Much can be understood about the value a culture places on life by how it views the creation and birth of a child.In the United States close to 6o million babies have been aborted since 1973, cheapening the valued experience of childbirth. Traditional Navajo culture teaches of the importance of preparing for a baby by the mother and father. The new life about to enter their family is a welcomed member blessed by the holy people and already learning its role even before it is born. Look at the values expressed in Perry Robinson’s account of some of the traditional practices of a family, anticipating the arrival of a child.

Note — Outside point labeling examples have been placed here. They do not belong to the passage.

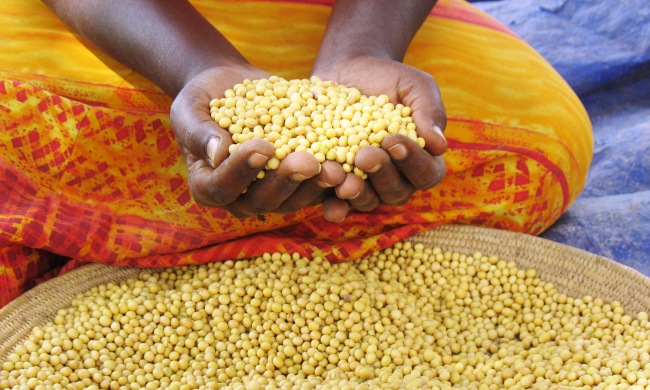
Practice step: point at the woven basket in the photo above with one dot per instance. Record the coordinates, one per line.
(573, 271)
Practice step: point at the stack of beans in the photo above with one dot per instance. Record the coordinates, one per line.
(407, 317)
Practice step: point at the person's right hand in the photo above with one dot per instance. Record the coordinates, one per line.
(217, 178)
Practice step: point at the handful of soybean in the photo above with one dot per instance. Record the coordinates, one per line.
(331, 121)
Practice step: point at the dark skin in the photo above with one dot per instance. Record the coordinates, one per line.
(363, 46)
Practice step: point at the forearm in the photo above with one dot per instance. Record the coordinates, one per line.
(167, 41)
(377, 28)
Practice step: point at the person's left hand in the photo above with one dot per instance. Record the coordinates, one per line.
(400, 167)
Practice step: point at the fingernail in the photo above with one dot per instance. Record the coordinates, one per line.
(211, 149)
(257, 160)
(357, 195)
(297, 176)
(398, 152)
(374, 169)
(323, 184)
(440, 134)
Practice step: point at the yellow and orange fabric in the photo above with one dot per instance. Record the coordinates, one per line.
(90, 170)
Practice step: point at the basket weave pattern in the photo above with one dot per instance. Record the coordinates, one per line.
(573, 271)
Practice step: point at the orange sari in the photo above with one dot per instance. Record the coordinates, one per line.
(90, 170)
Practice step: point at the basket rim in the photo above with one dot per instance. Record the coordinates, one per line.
(31, 308)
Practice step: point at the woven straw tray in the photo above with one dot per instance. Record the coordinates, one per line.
(573, 271)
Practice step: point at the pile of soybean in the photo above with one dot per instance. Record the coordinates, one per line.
(408, 317)
(329, 120)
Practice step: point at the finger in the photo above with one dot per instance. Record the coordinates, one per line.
(358, 193)
(197, 133)
(335, 209)
(316, 189)
(268, 194)
(421, 93)
(421, 168)
(220, 186)
(388, 182)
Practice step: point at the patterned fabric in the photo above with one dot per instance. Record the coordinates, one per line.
(90, 170)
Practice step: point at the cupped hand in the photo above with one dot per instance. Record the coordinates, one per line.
(400, 167)
(217, 178)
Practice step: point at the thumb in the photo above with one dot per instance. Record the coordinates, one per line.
(428, 112)
(198, 134)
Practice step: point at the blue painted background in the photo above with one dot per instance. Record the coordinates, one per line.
(602, 49)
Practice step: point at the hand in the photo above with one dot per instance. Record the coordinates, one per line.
(217, 178)
(400, 167)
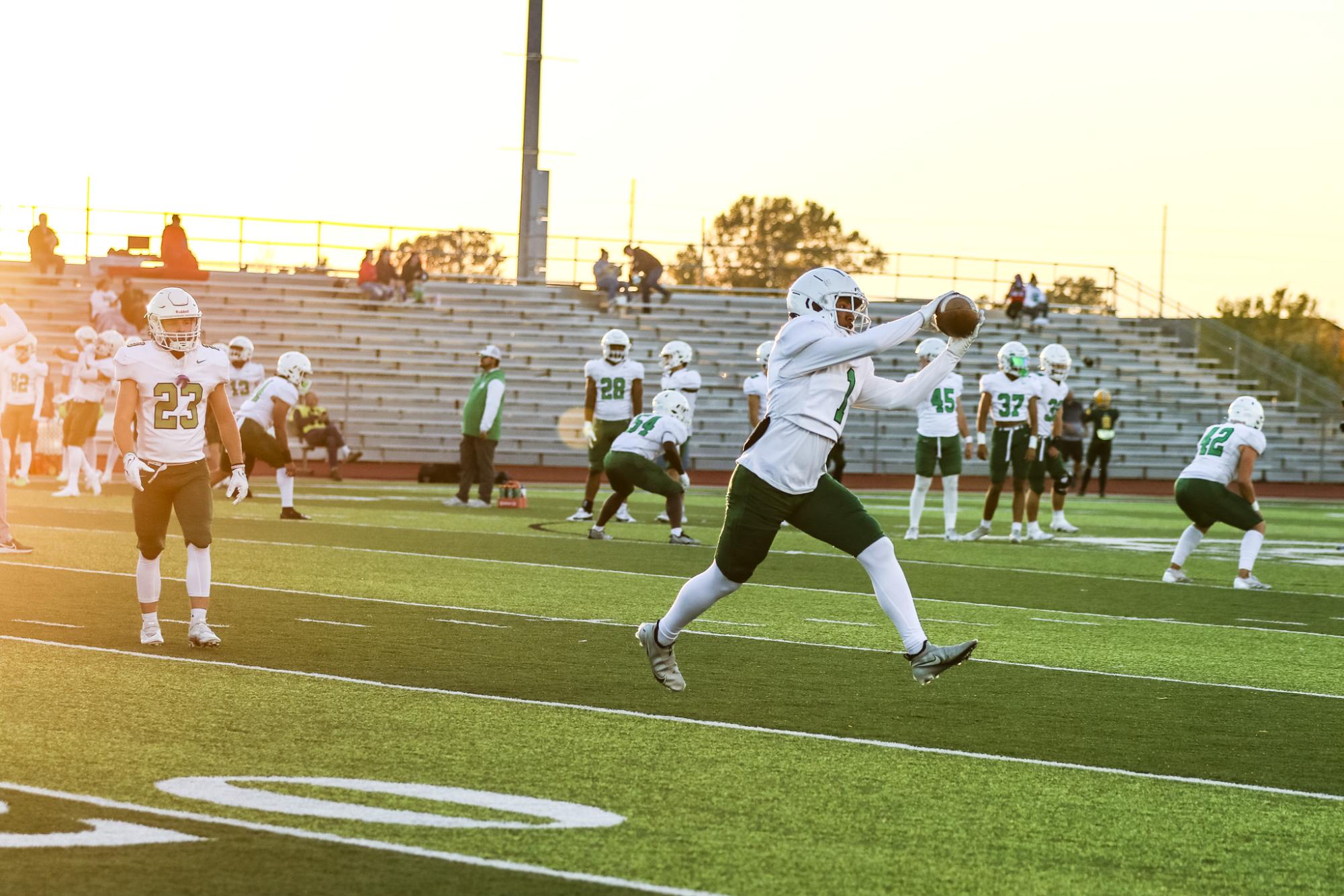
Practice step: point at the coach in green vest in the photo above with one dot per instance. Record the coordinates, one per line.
(482, 416)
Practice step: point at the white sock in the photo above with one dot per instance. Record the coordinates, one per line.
(198, 572)
(1188, 541)
(147, 581)
(894, 597)
(949, 502)
(1250, 549)
(695, 597)
(917, 499)
(287, 488)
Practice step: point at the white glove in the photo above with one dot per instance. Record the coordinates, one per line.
(134, 467)
(237, 487)
(958, 346)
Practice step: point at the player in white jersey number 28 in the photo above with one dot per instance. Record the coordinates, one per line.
(165, 386)
(820, 369)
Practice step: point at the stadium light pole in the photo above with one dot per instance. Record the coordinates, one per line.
(531, 136)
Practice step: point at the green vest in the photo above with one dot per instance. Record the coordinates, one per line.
(475, 406)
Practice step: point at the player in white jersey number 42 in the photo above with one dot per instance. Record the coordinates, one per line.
(820, 369)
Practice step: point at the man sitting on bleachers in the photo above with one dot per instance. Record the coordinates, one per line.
(316, 429)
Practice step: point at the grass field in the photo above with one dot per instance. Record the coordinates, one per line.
(1112, 734)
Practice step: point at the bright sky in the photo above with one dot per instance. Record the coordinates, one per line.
(1038, 130)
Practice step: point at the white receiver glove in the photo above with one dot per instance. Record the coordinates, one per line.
(134, 467)
(237, 487)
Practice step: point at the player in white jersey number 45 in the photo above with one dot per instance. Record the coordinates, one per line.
(161, 427)
(820, 369)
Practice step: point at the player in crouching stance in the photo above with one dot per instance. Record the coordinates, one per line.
(163, 386)
(938, 441)
(1216, 488)
(820, 369)
(261, 425)
(629, 464)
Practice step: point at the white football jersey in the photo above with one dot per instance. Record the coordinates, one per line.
(1010, 398)
(647, 435)
(260, 405)
(1220, 451)
(615, 386)
(688, 384)
(174, 392)
(83, 390)
(21, 381)
(754, 385)
(938, 413)
(1050, 398)
(242, 382)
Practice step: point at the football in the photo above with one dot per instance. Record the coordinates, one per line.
(957, 316)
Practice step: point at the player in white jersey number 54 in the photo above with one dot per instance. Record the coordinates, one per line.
(166, 385)
(820, 369)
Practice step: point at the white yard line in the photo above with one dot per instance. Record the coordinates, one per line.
(748, 637)
(498, 864)
(703, 723)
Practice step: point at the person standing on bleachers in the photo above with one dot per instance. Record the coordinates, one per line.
(482, 416)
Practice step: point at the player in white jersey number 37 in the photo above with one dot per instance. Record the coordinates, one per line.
(166, 385)
(820, 370)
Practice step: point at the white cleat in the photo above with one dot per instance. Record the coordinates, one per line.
(201, 636)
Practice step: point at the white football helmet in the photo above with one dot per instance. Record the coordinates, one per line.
(764, 353)
(1055, 362)
(672, 404)
(108, 343)
(675, 354)
(929, 349)
(1012, 359)
(174, 303)
(817, 292)
(616, 345)
(295, 369)
(26, 349)
(1247, 410)
(241, 350)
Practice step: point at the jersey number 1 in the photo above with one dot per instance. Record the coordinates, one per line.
(846, 402)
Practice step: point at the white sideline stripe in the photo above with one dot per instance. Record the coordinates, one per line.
(842, 623)
(40, 623)
(1073, 623)
(804, 554)
(464, 623)
(705, 723)
(749, 637)
(499, 864)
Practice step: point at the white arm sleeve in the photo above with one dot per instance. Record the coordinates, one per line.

The creation of a baby is believed to be complete six month after inception, so that is when the whole family—mother, father, brothers, sisters, aunts, uncles and grandparents start to get excited.People are careful to watch their language around the unborn child, certain ceremonies might affect the baby and so are avoided, the pregnant mother has her relatives hovering over her to insure she is careful in how she talks, lies down, sits, and works.She avoids the sweat lodge, because too much heat can affect her back and other body areas. The father and grandfathers begin to talk about holding a Beauty Way ceremony and how to help the child grow in physical perfection. In the last three months of pregnancy, songs and prayers enter into the baby; this is when the holy beings step in to give guidance to the unborn child.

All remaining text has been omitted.